The control unit 30 puts (a + 1) units of displacement type expanders into operation when detecting the information on the heat amount of steam, which is a heat source medium, and evaluating that the detected information has exceeded an a-th (a is any integer between 1 and 2) smallest threshold of two thresholds. With this configuration, the number of units to be operated is changed gradually with two different thresholds as boundaries. Therefore, more efficient power generation can be achieved by simplified determining processing.
The embodiments of the present invention has been described above; however, the present invention is not limited to the above embodiments. For example, the number of series (number of units) of displacement type expanders may be 4 or more. Even when a number of series are provided, the control of the present invention can generate power simply and efficiently with the most appropriate number of units to be operated in accordance with the heat amount of steam as a heat source medium.
The number of thresholds stored by the control unit 30 is not limited to that less than the number of series by 1. The number of thresholds may be more or less than that. A suppression means is not limited to the electromagnetic valve. A pump may be independently provided to each series, and circulation may be suppressed/stopped by flow rate adjustment and on-off operation of the pump. A three-way valve may be used at a branch point.
The displacement type expanders are not limited to the scroll expanders. Instead of the first to third scroll expanders 6A to 6C, other displacement type expanders may be used. For example, various types of expanders such as screw expanders, claw expanders, reciprocating expanders, and root expanders may be used.
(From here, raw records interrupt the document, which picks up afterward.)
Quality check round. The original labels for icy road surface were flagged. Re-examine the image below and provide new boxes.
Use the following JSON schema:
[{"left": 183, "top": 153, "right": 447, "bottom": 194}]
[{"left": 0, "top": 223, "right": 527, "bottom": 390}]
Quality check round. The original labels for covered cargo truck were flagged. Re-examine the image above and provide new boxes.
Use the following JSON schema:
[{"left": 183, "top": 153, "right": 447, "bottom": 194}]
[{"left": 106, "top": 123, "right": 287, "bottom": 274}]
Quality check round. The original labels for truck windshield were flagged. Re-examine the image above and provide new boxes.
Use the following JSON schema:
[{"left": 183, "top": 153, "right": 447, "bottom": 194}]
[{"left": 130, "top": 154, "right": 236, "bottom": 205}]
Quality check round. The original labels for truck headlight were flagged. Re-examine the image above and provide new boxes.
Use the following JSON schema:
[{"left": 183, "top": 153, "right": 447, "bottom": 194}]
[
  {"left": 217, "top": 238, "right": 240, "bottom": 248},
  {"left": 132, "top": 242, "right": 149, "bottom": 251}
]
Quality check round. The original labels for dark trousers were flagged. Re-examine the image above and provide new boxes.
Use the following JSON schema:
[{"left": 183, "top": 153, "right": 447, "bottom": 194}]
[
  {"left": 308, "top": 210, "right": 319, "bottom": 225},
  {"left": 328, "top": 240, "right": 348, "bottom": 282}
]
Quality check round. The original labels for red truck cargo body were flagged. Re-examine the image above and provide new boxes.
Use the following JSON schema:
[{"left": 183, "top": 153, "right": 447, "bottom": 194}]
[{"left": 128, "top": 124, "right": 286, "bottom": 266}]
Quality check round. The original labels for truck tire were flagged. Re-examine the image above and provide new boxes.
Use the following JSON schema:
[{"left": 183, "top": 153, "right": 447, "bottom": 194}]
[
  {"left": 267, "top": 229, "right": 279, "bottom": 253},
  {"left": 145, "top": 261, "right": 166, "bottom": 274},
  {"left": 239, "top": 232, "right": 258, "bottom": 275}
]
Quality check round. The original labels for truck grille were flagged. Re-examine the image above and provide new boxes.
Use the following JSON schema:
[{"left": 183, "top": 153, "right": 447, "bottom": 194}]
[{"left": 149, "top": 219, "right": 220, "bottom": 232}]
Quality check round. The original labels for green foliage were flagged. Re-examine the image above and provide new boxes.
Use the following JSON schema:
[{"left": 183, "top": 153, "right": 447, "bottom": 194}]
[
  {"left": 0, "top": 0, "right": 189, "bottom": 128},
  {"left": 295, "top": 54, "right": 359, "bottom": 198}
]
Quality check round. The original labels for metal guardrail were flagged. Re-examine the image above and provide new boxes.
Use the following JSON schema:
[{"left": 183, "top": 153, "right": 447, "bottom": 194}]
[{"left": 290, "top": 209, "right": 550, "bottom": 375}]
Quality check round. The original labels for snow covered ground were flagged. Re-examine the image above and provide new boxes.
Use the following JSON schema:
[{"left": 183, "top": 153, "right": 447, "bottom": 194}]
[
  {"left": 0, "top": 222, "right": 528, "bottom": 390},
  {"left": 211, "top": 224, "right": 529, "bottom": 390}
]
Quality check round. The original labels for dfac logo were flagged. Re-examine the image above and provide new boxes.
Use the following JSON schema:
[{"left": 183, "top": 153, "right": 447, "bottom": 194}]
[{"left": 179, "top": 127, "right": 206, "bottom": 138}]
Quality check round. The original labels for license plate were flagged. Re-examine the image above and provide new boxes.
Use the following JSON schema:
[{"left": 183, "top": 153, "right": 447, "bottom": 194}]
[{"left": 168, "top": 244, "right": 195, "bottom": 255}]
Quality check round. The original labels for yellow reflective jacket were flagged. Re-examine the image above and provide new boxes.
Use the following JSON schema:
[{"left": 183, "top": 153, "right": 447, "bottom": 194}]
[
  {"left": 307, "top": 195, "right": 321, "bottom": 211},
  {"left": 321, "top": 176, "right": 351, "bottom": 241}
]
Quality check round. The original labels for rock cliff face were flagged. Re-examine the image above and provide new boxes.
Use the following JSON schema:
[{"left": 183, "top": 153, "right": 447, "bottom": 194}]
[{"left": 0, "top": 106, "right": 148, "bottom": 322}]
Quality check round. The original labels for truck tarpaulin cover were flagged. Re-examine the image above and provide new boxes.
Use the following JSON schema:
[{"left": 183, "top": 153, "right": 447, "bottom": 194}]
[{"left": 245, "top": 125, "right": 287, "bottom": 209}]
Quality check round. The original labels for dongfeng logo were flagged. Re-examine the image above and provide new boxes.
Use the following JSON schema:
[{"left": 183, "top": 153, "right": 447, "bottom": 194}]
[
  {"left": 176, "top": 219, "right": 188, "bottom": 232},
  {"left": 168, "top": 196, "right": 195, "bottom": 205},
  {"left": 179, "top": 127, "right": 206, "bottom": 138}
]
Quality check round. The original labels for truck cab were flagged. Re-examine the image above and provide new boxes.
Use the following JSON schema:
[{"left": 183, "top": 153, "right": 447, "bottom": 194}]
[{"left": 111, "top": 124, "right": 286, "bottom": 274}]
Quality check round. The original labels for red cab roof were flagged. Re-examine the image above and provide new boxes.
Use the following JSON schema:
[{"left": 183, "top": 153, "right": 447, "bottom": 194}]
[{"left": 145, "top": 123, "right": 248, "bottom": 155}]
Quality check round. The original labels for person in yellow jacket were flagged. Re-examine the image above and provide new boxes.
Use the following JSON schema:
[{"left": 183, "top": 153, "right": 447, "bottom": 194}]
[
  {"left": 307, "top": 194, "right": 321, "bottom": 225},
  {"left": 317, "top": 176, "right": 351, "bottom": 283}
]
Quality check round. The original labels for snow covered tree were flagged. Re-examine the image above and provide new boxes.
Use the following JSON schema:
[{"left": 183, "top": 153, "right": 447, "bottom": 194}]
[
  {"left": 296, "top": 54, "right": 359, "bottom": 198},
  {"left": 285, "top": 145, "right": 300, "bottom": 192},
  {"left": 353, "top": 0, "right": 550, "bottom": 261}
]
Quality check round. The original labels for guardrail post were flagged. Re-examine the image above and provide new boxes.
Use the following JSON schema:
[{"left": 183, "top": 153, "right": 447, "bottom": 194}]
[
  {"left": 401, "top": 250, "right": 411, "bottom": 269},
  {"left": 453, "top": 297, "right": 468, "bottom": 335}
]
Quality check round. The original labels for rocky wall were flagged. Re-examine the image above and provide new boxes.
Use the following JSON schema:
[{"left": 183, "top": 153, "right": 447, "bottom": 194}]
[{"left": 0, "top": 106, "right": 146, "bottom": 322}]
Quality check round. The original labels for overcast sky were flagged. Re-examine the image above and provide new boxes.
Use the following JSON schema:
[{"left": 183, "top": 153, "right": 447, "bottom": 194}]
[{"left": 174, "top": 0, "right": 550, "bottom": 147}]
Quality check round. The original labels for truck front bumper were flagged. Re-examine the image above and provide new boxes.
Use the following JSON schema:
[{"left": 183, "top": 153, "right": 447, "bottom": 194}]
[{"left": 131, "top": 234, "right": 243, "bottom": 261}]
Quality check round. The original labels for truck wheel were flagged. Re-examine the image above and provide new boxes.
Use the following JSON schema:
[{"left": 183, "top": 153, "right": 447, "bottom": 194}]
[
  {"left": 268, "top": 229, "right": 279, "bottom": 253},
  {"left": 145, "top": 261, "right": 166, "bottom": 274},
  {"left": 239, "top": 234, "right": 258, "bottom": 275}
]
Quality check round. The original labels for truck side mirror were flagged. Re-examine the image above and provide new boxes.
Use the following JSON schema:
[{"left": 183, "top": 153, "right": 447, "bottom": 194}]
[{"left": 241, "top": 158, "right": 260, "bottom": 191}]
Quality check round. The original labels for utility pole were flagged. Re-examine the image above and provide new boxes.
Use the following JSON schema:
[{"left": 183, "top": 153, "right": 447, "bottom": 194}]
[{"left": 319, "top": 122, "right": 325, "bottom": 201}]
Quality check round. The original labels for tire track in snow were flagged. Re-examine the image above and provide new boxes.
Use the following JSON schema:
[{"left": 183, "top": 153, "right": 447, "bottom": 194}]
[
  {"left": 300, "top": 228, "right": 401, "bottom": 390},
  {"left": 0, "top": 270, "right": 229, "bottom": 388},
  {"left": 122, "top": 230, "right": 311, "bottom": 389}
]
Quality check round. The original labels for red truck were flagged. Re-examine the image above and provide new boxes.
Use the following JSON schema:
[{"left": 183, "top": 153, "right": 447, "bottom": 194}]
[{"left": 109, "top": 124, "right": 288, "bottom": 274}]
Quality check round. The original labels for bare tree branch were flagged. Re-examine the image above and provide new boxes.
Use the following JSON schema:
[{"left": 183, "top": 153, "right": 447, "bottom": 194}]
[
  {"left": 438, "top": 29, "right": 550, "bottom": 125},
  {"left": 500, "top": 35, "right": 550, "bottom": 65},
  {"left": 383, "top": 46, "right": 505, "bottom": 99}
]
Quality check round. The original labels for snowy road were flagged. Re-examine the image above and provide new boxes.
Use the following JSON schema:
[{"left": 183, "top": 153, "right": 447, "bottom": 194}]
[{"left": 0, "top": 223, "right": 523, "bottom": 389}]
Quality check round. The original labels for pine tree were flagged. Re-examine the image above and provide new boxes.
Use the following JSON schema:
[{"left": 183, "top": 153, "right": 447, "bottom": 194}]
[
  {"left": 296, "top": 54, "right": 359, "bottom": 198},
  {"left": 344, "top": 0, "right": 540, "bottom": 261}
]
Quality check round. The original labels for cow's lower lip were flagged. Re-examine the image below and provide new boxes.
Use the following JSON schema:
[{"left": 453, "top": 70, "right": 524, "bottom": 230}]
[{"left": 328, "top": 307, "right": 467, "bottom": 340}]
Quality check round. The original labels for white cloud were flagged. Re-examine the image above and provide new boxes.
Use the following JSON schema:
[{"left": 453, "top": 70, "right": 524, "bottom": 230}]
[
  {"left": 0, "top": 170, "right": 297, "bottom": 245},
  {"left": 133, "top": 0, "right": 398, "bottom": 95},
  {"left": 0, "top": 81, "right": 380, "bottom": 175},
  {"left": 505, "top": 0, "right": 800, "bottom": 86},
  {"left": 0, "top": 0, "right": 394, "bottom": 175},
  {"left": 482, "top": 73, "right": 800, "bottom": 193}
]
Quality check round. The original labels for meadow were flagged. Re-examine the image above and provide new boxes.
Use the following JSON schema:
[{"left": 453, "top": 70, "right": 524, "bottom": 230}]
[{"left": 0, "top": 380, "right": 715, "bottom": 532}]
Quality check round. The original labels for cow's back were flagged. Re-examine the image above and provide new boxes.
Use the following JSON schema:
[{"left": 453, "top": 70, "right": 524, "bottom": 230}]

Steam other than water vapor may be used.

Claims

A power generation system (1) comprising a plurality of displacement type expanders (6A-6C) and a plurality of power generators (7A-7C) connected to each of the plurality of displacement type expanders (6A-6C), and generating power by expansion of steam at least at one of the displacement type expanders (6A-6C), the system comprising:
a suppression means (16A-16C) that is capable of suppressing circulation of the steam for each of the displacement type expanders (6A-6C); and

a control unit (30) that controls a load ratio per the displacement type expander (6A-6C) by controlling the suppression means (16A-16C) based on information on a heat amount of the steam.
The power generation system (1) according to claim 1, wherein
the numbers of the displacement type expanders (6A-6C) are N units,
the control unit (30) stores at least (N - 1) different thresholds for the information on the heat amount of the steam, and
the control unit (30) puts (a + 1) units of the displacement type expanders (6A-6C) into operation when detecting the information on the heat amount of the steam and evaluating that the detected information has exceeded an a-th (a is any integer from 1 to (N - 1)) smallest threshold of the (N - 1) thresholds.
A power generation method where power is generated, using a power generation system (1) including a plurality of displacement type expanders (6A-6C), and a plurality of power generators (7A-7C) connected to each of the displacement type expanders (6A-6C), by expansion of steam at least at one of the displacement type expanders (6A-6C), and the method comprising
adjusting a load ratio per the displacement type expander (6A-6C) based on information on a heat amount of the steam.